Ab Juli steigen die Verdienste der Beschäftigten in Fast-Food-Restaurants in mehreren Stufen bis zum Jahr 2024 um insgesamt 28 Prozent. Das teilte die Gewerkschaft Nahrung-Genuss-Gaststätten (NGG) mit. „Mit dem Lohn-Plus macht die Systemgastronomie einen großen Schritt, um aus dem Niedriglohnsektor herauszukommen“, sagt Lena Melcher, Geschäftsführerin der NGG-Region Hannover. Der Branchenführer McDonald’s betreibt im Kreis Celle zwei Filialen.

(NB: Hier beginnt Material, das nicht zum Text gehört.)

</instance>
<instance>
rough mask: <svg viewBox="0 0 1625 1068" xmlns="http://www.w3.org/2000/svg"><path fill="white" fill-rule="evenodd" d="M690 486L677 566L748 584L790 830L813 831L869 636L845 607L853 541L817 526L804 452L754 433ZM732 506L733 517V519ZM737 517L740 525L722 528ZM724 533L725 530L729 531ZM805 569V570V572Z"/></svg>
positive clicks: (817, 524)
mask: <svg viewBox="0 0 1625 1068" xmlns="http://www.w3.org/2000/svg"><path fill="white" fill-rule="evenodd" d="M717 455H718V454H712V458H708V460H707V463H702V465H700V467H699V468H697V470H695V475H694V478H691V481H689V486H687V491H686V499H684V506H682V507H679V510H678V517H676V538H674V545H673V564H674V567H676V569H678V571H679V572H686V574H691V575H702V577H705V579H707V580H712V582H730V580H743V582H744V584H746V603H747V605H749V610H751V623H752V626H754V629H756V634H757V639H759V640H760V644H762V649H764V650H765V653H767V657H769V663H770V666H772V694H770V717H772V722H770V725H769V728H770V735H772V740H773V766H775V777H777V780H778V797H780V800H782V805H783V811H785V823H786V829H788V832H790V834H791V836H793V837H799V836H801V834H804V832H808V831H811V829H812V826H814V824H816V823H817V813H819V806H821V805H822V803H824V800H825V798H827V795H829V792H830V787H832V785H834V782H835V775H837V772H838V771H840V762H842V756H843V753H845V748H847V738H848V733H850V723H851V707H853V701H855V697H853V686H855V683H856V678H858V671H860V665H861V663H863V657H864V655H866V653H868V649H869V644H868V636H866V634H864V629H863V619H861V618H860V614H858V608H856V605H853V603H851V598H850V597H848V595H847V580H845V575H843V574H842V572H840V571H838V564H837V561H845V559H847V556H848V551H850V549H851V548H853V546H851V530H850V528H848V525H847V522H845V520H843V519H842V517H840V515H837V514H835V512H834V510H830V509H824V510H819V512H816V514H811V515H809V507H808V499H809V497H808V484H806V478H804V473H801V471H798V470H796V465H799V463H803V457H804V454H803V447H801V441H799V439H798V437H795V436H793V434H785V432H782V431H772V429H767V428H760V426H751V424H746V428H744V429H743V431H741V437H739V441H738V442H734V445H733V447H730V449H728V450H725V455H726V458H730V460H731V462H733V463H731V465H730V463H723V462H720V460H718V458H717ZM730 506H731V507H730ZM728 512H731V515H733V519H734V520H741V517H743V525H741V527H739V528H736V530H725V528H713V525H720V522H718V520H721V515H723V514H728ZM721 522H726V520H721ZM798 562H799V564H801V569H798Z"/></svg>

McDonald’s betreibt zwei Filialen im Kreis Celle

Die Gewerkschaft rät den Beschäftigten, ihre Juli-Lohnabrechnung genau zu prüfen. „Ungelernte Kräfte, die seit einem Jahr beim selben Unternehmen arbeiten, haben jetzt Anspruch auf zehn Euro pro Stunde. Wer eine abgeschlossene Ausbildung hat, muss mindestens 12,81 Euro bekommen“, so Melcher. Auch Kurzarbeiter sollten genau hinschauen. Denn die Lohnerhöhung wirke sich auf das Kurzarbeitergeld aus, das in der Branche per Tarifvertrag auf 90 Prozent des Einkommens aufgestockt wird.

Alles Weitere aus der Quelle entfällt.